Published December 1, 1996
EPPC Online
Citizen Ruth by Alexander Payne is not so good a movie as it ought to be, given its materials and the good idea of its conception (you should pardon the term). Ruth Stoops (Laura Dern) is a feckless dopehead living on the margins of lower middle class Omaha. The film begins with a scene of joyless sex in a flop house as “All the Way” booms on the soundtrack. Ruth is then kicked out by her latest boyfriend and, in revenge, trashes his already pretty awful piece of junk of a car. She visits her brother who, she says, is the only family she has left in the world—the only place she has to go. At first he refuses to have anything to do with her but finally, reluctantly, he gives her $15 to go away. Before she does she steals a peak in the window at two children that may be hers. She then goes and spends the money on a can of spray paint so that she can get high on the fumes. “Huffing,” it seems to be called. After she passes out, two cops, who know her well, come along and arrest her. When it emerges that she is pregnant a judge threatens to charge her with endangering the life of her fetus—unless she gets an abortion. It is at this point that she becomes the center of the local abortion wars.
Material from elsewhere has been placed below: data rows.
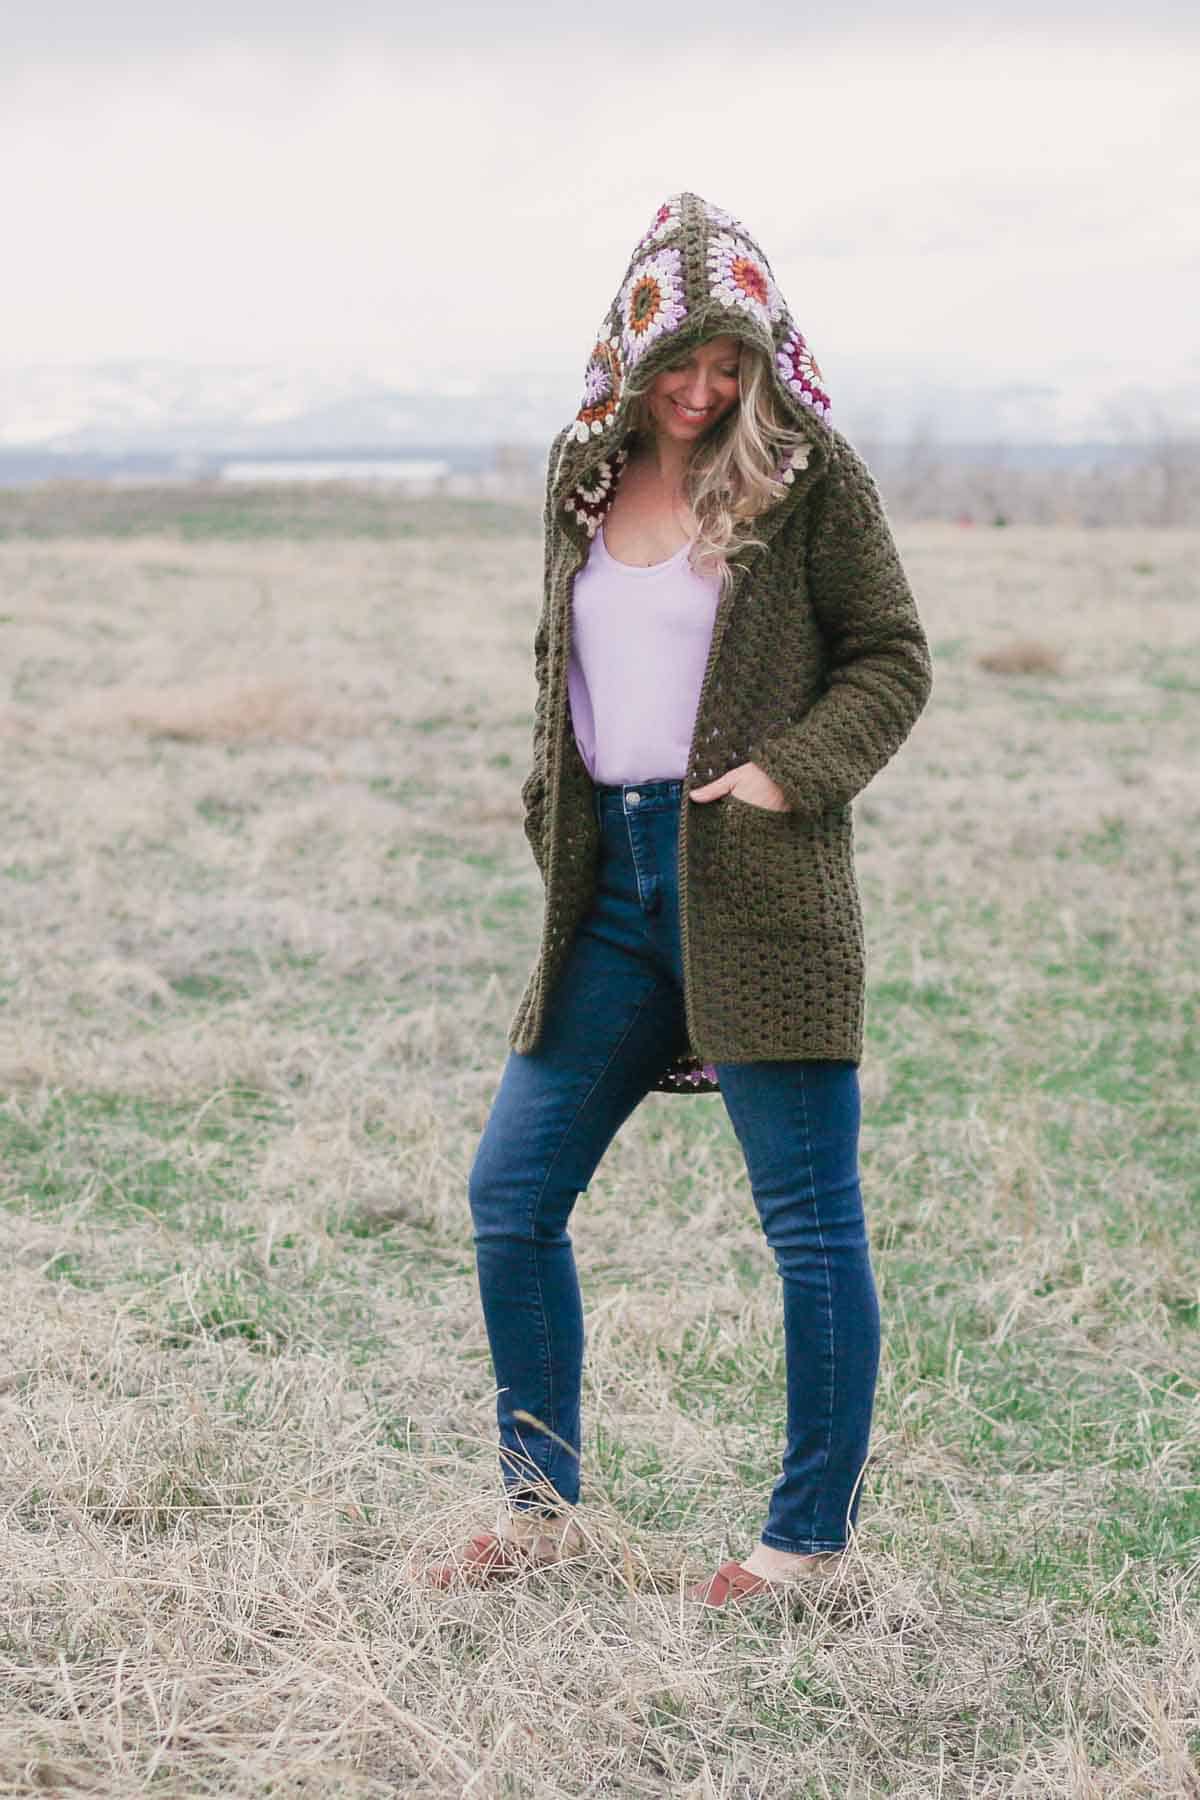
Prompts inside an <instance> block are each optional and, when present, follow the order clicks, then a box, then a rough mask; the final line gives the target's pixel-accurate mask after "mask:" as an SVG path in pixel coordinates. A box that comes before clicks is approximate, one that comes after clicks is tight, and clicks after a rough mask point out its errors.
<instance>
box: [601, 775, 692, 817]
mask: <svg viewBox="0 0 1200 1800" xmlns="http://www.w3.org/2000/svg"><path fill="white" fill-rule="evenodd" d="M592 796H594V806H596V814H597V817H599V815H603V814H606V812H608V814H612V812H621V814H635V812H667V810H669V808H676V810H678V806H680V805H682V799H684V781H682V779H676V781H594V783H592Z"/></svg>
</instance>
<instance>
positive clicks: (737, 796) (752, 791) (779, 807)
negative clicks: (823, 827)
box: [689, 763, 792, 812]
mask: <svg viewBox="0 0 1200 1800" xmlns="http://www.w3.org/2000/svg"><path fill="white" fill-rule="evenodd" d="M723 794H732V797H734V799H739V801H743V805H747V806H761V808H763V812H790V810H792V808H790V806H788V801H786V799H784V792H783V788H781V787H779V783H777V781H772V778H770V776H768V774H766V772H765V770H763V769H759V765H757V763H738V767H736V769H727V770H725V774H723V776H718V778H716V779H714V781H705V785H703V787H700V788H693V790H691V796H689V799H698V801H711V799H720V797H721V796H723Z"/></svg>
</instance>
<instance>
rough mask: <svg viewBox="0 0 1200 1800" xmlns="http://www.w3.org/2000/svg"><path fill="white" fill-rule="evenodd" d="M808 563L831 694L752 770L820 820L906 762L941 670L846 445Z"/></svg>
mask: <svg viewBox="0 0 1200 1800" xmlns="http://www.w3.org/2000/svg"><path fill="white" fill-rule="evenodd" d="M804 554H806V572H808V594H810V599H811V605H813V610H815V614H817V623H819V626H820V632H822V637H824V643H826V653H828V677H826V689H824V693H822V695H820V697H819V698H817V700H815V704H813V706H811V707H810V709H808V711H806V713H804V716H802V718H799V720H795V722H793V724H790V725H786V727H783V729H781V731H770V733H768V736H766V738H765V740H763V743H761V745H757V747H750V758H748V760H750V761H754V763H757V767H759V769H763V770H765V772H766V774H768V776H770V778H772V781H775V783H777V785H779V787H781V788H783V792H784V796H786V799H788V805H790V806H792V808H793V810H795V812H799V814H804V815H810V817H813V815H817V814H820V812H824V810H828V808H831V806H846V805H847V803H849V801H851V799H853V797H855V794H858V792H860V790H862V788H864V787H865V785H867V781H871V778H873V776H876V774H878V772H880V769H882V767H883V765H885V763H887V761H889V760H891V758H892V756H894V754H896V751H898V749H900V745H901V743H903V742H905V738H907V736H909V733H910V731H912V725H914V724H916V720H918V715H919V713H921V709H923V706H925V702H927V700H928V695H930V688H932V664H930V653H928V643H927V637H925V632H923V628H921V621H919V617H918V610H916V601H914V598H912V589H910V587H909V580H907V576H905V571H903V565H901V562H900V553H898V549H896V544H894V538H892V533H891V527H889V522H887V515H885V511H883V502H882V499H880V491H878V488H876V484H874V479H873V475H871V472H869V470H867V464H865V463H864V461H862V457H860V455H858V452H856V450H853V446H851V445H849V443H846V441H842V443H840V445H838V452H837V454H835V457H833V459H831V463H829V470H828V472H826V475H824V477H822V481H820V482H817V484H815V488H813V493H811V500H810V509H808V531H806V551H804Z"/></svg>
First, a family of Christian “Babysavers” pays her bail and takes her home with them as their guest. Norm (Kurtwood Smith) is a hardware store clerk and his wife Gail (Mary Kay Place) is always talking about their little “miracle”—their son, Matthew (Sebastian Anzaldo III). Meanwhile they are oblivious to the wild life being lived by their older daughter, Cheryl (Alicia Witt). There is a hint of improper interest in Ruth by Norm, but nothing is done with it. The tacky kind of ostentatious Christianity of Norm and Gail and their babysaving comrades is not really comic enough, if it is supposed to be comic. They are too decent, if rather unattractive. A supposedly comic turn by Kenneth Mars as a pro-life doctor also does not strike me as thigh slapping stuff. He and the other babysavers engage in some heavy duty manipulation to try to make Ruth keep her baby.
But Ruth sneaks out and gets high again, and when she is caught sniffing Matthew’s model airplane glue and hits him, Gail flies into a rage and banishes her from the house. This is at an abortion clinic where the family is demonstrating, and one of the other baby savers, Diane (Swoosie Kurtz) offers to take Ruth home with her. “There is a war on, and I guess you could say I’m a spy,” she tells Ruth. Turns out that she’s really a pro-choicer who lives with a lesbian girlfriend, Rachel (Kelly Preston), in a big house in the country. Now the brainwashing begins from the other side. The choicers want her to have the abortion, but no more than the pro-life side do they seem interested in Ruth herself.
The prolifers raise $15,000 to offer Ruth to have the baby. She is ready to take it, but the prochoicers’ security man, a biker called Harlan (M.C. Gainey) offers her $15,000 not to have it. Ruth doesn’t care, she just wants the money. Burt Reynolds and Tippi Hedren put in cameos as national leaders of the pro-life and pro-choice sides. The offer of the pro-lifers is raised, but Ruth suffers a miscarriage. Wisely, she decides to keep this quiet and goes along to the abortion clinic, where she is given the $15,000, then jumps out the window and makes her getaway. I think we’re supposed to think that Ruth has made monkeys out of the idealists on both sides, but I can’t see it myself. Nor, I suppose, can anyone who believes that the right to life of the innocent child inside her must be as unaffected by what its mother does as by the antics of those on either side who may have their own agenda in taking an interest in its existence.